Note, I’m not trying to dis you or your service, I think it’s great. I think you guys are great and providing a really useful service. I just think the whole size/border thing needs fixing.
Yea, the board outline is defined as a line/trace in every layer. I’m not sure why WinQcad does that. I’ve also tried deleting the lines defining the outline on all layers except the mechanic layer (and set the mechanic layer as the keep out layer) and amazingly, the DRC bot accepted that. However, the given dimensions of the board are incorrect and therefore am charged more for the board.

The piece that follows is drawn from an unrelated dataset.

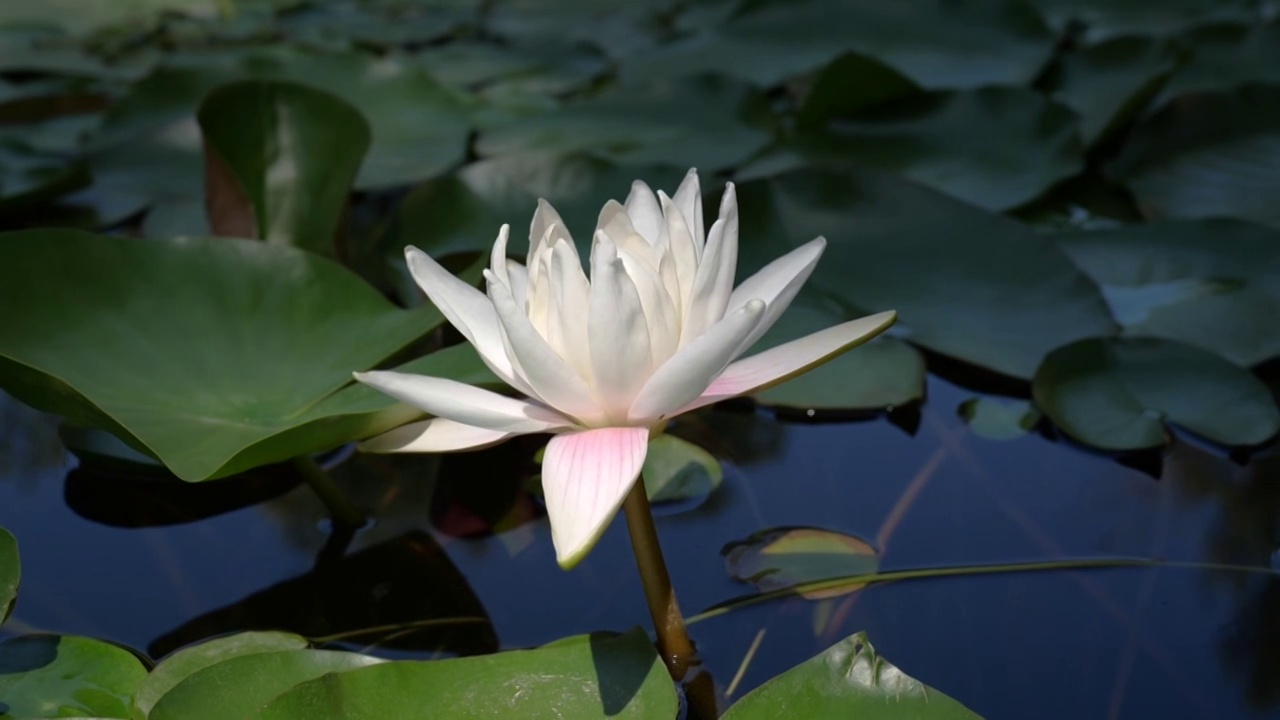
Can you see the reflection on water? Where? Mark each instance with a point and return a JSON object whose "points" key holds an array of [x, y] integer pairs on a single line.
{"points": [[1143, 642]]}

So that doesn’t seem to work to well either. I love WinQcad for everything but this issue and would really like to use BatchPCB as I can’t find prices this good anywhere else. Any further help would be great.
Thanks,
J Silverman
OK, I got curious about winqcad as I’ve seen it mentioned several times. I installed and made a small board. I’ll not waste bandwidth (much anyway) on the sw but found it very clumsy and restrictive. Anyway, I made a gerber and found that it’s tossing all sorts of unnecessary stuff into the gerbers. The outline layer (mechanic) has text outside the border. The copper layer has both text and some sort of registration dots outside the border. They look to be 160 mil on the X axis and 70 mils on the Y (just by eyeballing it with the viewmate cursor). So your board should be (X+.160) X (Y+.70) bigger by batch PCB calcs where X and Y are your “true” board sizes. You can delete the text but not the reg dots. I didn’t see a way to remove them in the software.
Unfortunately, free viewmate won’t allow you to save modified gerbers. sigh. You might be able to delete them from the gerber files but that seems error prone.